The three other activists in the #SaveKarimunjawa campaign – Hasanuddin, Datang Abdul Rohim and Sumarto Rofi'un – were reported in November 2023 to the local police for posting a video in 2019 of their opposition to the illegal shrimp farms.

The case against the four men revolves around their campaign to highlight the proliferation of illegal shrimp farms in Karimunjawa, a marine protected area off the north coast of Java. A change in regional regulations in 2023 made Karimunjawa off-limits to shrimp farming, superseding the previous regulation that had allowed only traditional shrimp farming. Since 2016, however, illegal industrial shrimp farms have flourished on many of the islets that make up the Karimunjawa archipelago. Greenpeace Indonesia says these farms have expanded without permits, and blames them for waste discharges that have damaged the marine and coastal ecosystem and created a freshwater crisis.

Karimunjawa was declared a national park in 2001, and today spans 1,100 square kilometers (425 square miles). A patchwork of zoning policies allows artisanal fishing in certain areas, as well as tourism and research activities. The island chain is one of seven marine national parks in Indonesia, and is renowned for its coral reefs. Nearly 500 species of reef fish thrive in the waters around Karimunjawa, and the park is a popular tourist attraction for divers and snorkelers.

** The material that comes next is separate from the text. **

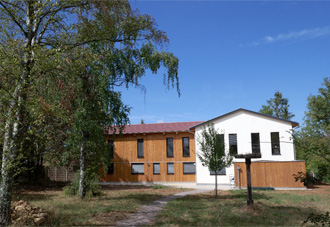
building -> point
(245, 132)
(162, 152)
(166, 152)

Human rights advocates say the prosecution of the four activists is yet more proof that environmental defenders in Indonesia have little recourse to protection, and that law enforcers are actively restricting the space for environmental advocacy. They also note that the legal action against the activists goes against international human rights standards, including the International Covenant on Civil and Political Rights (ICCPR), which Indonesia ratified in 2005.

The 2008 law under which the men have been charged has long been criticized for stifling opposition to the government and business interests. In December 2023, the national parliament passed a revision to the law that included tighter requirements for the law's defamation article, requiring a stronger burden of proof in prosecutions. Human rights advocates have long called for a review of the 2008 law that governs defamation and online hate, contending that certain clauses are ambiguous and can be easily abused, jeopardizing freedom of expression in the world's third-largest democracy.

From January 2019 to May 2022, Amnesty International documented 328 incidents of both physical and digital assaults on human rights advocates in Indonesia, affecting 834 individuals. Among these were environmental activists advocating for a pollution-free and healthy environment. Additionally, Amnesty International Indonesia highlighted that within that same period, there were at least 37 reported incidents targeting defenders of environmental and land rights, with at least 172 victims. The peak year for such attacks was 2020, with 79 individuals affected.

From 2014 to 2023, the environmental group Auriga Nusantara recorded 133 instances of persecution of environmental defenders in Indonesia. Of the total cases, the most common form of persecution was SLAPP, with 82 cases, followed by physical violence (20), intimidation (15), killing (12), and the rest eviction and destruction of property.

"Environmental activists should be protected from all forms of criminalization. Those who destroy the environment in Karimunjawa should be prosecuted," Sekar said.